Toxoplasma Parasite Mind Control

Half of the world's human population is infected with Toxoplasma. 
Parasites in the body - and the brain. Remember that.

Toxoplasma gondii is a common parasite found in the guts of cats; it 
sheds eggs that are picked up by rats and other animals that are eaten 
by cats. Toxoplasma forms cysts in the bodies of the intermediate rat 
hosts, including the brain. Since cats don't want to eat dead, decaying 
prey, Toxoplasma takes the evolutionarily sound course of being a "good" 
parasite, leaving the rats perfectly healthy. Or are they?

Oxford scientists discovered that the minds of the infected rats have 
been subtly altered. In a series of experiments, they demonstrated that 
healthy rats will prudently avoid areas that have been doused with cat 
urine. In fact, when scientists test anti-anxiety drugs on rats, they 
use a whiff of cat urine to induce neurochemical panic. However, it 
turns out that Toxoplasma-ridden rats show no such reaction. In fact, 
some of the infected rats actually seek out the cat urine-marked areas 
again and again. The parasite alters the mind (and thus the behavior) of 
the rat for its own benefit.

If the parasite can alter rat behavior, does it have any effect on 
humans? Dr. E. Fuller Torrey (Associate Director for Laboratory Research 
at the Stanley Medical Research Institute) noticed links between 
Toxoplasma and schizophrenia in human beings, approximately three 
billion of whom are infected with T. gondii:

    * Toxoplasma infection is associated with damage to astrocytes, 
glial cells which surround and support neurons. Schizophrenia is also 
associated with damage to astrocytes.
    * Pregnant women with high levels of antibodies to Toxoplasma are 
more likely to give birth to children who will develop schizophrenia.
    * Human cells raised in petri dishes, and infected with Toxoplasma, 
will respond to drugs like haloperidol; the growth of the parasite 
stops. Haloperidol is an antipsychotic, used to treat schizophrenia.

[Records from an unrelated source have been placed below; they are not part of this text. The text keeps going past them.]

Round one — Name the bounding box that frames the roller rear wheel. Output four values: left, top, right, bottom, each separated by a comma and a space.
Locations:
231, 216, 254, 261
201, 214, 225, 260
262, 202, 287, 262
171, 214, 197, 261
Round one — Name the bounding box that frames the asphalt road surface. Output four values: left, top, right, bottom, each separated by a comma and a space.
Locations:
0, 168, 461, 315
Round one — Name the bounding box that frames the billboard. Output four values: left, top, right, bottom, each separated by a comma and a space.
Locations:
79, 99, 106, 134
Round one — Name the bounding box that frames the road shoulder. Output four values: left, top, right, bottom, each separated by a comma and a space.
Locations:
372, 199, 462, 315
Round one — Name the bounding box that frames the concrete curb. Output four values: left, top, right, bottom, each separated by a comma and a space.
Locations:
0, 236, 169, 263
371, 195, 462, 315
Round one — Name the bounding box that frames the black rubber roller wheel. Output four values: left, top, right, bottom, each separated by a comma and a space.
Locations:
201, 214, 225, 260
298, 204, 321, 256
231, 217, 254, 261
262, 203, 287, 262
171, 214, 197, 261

Dr. Torrey got together with the Oxford scientists, to see if anything 
could be done about those parasite-controlled rats who were driven to 
hang around cat urine-soaked corners (waiting for cats). According to a 
recent press release, it turns out that haloperidol restores the rat's 
healthy fear of cat urine. In fact, antipsychotic drugs were as 
effective as pyrimethamine, a drug that specifically eliminates Toxoplasma.